Tor exploits quite often are not exactly vulnerabilities in Tor (or anything else for that matter). They are systemic vulnerabilities created by the environment. Tor pretty much works like a VPN from a user's perspective. But it's generally not automated and secure in a way that the system blocks all other traffic and routes everything through the Tor network. It's a problem that's haunting Tor (and other services) for quite a while. Quite often you have to configure the software you're using to use a Tor proxy running on your computer. Everything going through that proxy is secured; everything else is not. While this is rather obvious it becomes a whole lot less obvious if you correctly configure your browser to use that proxy but a plugin (i.e. flash) doesn't care. In that case you would connect to the server through Tor and while that connection would be secure and anonymous your lovely flash plugin might connect to the very same site over your normal internet connection. And that of course voids every security or privacy protection Tor might otherwise provide.

And this was pretty much what was done here. It was - among others - used in a case in Nebraska where a guy was distributing child pornography.

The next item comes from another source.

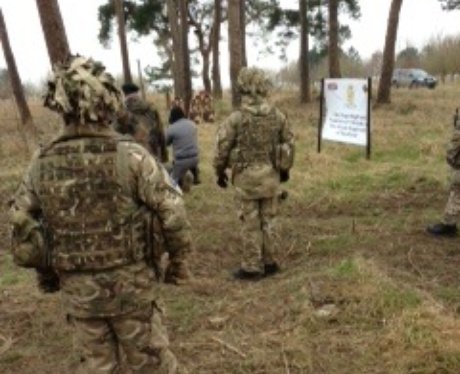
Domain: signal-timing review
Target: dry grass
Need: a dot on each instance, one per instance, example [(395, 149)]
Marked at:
[(363, 289)]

I don't remember the case well enough to say whether they replaced already existing flash elements on the side or just added one. Doesn't matter. Said flash element obtained the users' real IP addresses and forwarded them to the FBI. And from there on the process is pretty much straight forward.

With a more general look it's the good old security isn't as easy as it might look problem and it's not just Tor. It's pretty much a generic problem. Leaking data is a much higher risk than someone cracking the protection. It's also a much more accessible attack vector ... not just for the FBI.